Abstract: This article makes the claim that Maslow's Hierarchy of Needs does not give Self-Esteem a high enough priority Sorry sir, while I respect your work, I think you got it wrong....

In the 1950s Abraham Maslow wrote a book entitled "Motivation and Personality" in which he outlined his now famous 'Hierarchy of Needs.'

Over the years since its introduction that model has gained wide acceptance as a tool in understanding motivation. It has been used in areas as diverse as Marketing and Christian Evangelism as well as Psychology.

Maslow rightly holds a place of high regard in many circles.

However, I do believe, that when it comes the sequence of needs Maslow got it wrong... at least in the position in which he places Self-Esteem.

According to Maslow, the order of the Hierarchy of Needs ran in the following ascending order basic survival needs, safety and security needs relationship needs Self-Esteem self-actualisation.
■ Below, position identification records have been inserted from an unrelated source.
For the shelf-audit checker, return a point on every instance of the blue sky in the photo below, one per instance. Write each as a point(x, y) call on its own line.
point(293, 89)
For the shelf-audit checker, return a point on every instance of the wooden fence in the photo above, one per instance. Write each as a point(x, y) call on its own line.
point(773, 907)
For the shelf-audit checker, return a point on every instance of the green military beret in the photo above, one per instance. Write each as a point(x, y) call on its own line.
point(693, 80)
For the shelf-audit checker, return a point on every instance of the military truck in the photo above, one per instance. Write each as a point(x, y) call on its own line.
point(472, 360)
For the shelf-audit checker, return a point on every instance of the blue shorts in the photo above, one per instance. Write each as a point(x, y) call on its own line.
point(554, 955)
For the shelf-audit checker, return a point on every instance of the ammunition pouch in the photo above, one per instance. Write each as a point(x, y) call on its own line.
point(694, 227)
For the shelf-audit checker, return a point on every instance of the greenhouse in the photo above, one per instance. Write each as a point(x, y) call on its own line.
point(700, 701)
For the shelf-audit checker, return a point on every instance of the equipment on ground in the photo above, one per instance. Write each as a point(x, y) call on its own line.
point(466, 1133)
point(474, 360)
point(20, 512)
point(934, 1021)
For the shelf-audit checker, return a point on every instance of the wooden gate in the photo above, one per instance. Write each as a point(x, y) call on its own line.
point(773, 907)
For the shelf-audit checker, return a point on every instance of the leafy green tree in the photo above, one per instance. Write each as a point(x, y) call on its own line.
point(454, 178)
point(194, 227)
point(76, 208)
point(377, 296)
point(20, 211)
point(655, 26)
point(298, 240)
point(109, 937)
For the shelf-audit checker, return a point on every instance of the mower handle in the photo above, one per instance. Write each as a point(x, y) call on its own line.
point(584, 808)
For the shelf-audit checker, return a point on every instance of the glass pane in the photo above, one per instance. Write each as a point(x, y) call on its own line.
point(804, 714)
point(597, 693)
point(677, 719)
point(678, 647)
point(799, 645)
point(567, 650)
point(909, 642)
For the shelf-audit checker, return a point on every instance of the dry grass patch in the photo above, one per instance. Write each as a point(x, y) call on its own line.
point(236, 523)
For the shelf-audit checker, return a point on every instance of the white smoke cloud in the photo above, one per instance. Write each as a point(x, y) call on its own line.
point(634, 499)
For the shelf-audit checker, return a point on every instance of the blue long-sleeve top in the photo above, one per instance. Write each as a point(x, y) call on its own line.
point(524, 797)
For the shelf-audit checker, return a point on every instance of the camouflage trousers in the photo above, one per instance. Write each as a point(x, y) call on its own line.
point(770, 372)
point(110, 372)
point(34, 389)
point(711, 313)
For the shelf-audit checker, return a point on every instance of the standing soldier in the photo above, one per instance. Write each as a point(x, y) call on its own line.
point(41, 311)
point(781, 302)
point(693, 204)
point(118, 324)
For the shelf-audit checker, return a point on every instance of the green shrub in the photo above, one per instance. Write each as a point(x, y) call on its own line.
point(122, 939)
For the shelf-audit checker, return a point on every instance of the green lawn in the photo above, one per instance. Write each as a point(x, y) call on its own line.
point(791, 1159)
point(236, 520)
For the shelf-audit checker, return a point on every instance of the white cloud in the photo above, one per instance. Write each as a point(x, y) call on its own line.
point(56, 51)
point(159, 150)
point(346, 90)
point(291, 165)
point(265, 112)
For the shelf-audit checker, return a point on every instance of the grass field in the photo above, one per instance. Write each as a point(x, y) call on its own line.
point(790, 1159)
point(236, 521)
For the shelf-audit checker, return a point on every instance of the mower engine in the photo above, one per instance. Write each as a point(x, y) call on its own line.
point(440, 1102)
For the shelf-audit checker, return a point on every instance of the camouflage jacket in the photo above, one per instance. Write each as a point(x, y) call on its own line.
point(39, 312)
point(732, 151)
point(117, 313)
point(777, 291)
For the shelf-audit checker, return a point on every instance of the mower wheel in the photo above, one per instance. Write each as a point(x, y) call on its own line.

Diagramatically, Maslow's Hierarchy is represented by a triangle with 5 'layers' reading from the base to the apex.

I want to suggest a change.

I would rather place the need for Self-Esteem at the very base of the hierarchy, even before the basic physiological needs of food and water.


I firmly believe that unless the self-esteem needs of people are met there is a strong chance that they may even arrive at the point where they ignore their need for the basic necessities of life.

Take, for example, a person suffering from one of the eating disorders that affect some young people. I suggest that the problem which manifests itself in those disorders stems from the fact that those people do not an appropriate level of Self-Esteem. They feel the need to be something other than what they are in order to be more acceptable.

Depression is another example. People suffering this terrible condition often draw back from their interactions with other people and thereby ignore their relationship needs. But even more basic than that, they might also become oblivious to the dangers associated with situations into which they put themselves; like walking across busy roadways without bothering to consider oncoming traffic etc. As a result their safety needs don't get taken into consideration.

Again I suggest some, not necessarily all, of the underlying causes of depression relate to the person's level of Self-Esteem.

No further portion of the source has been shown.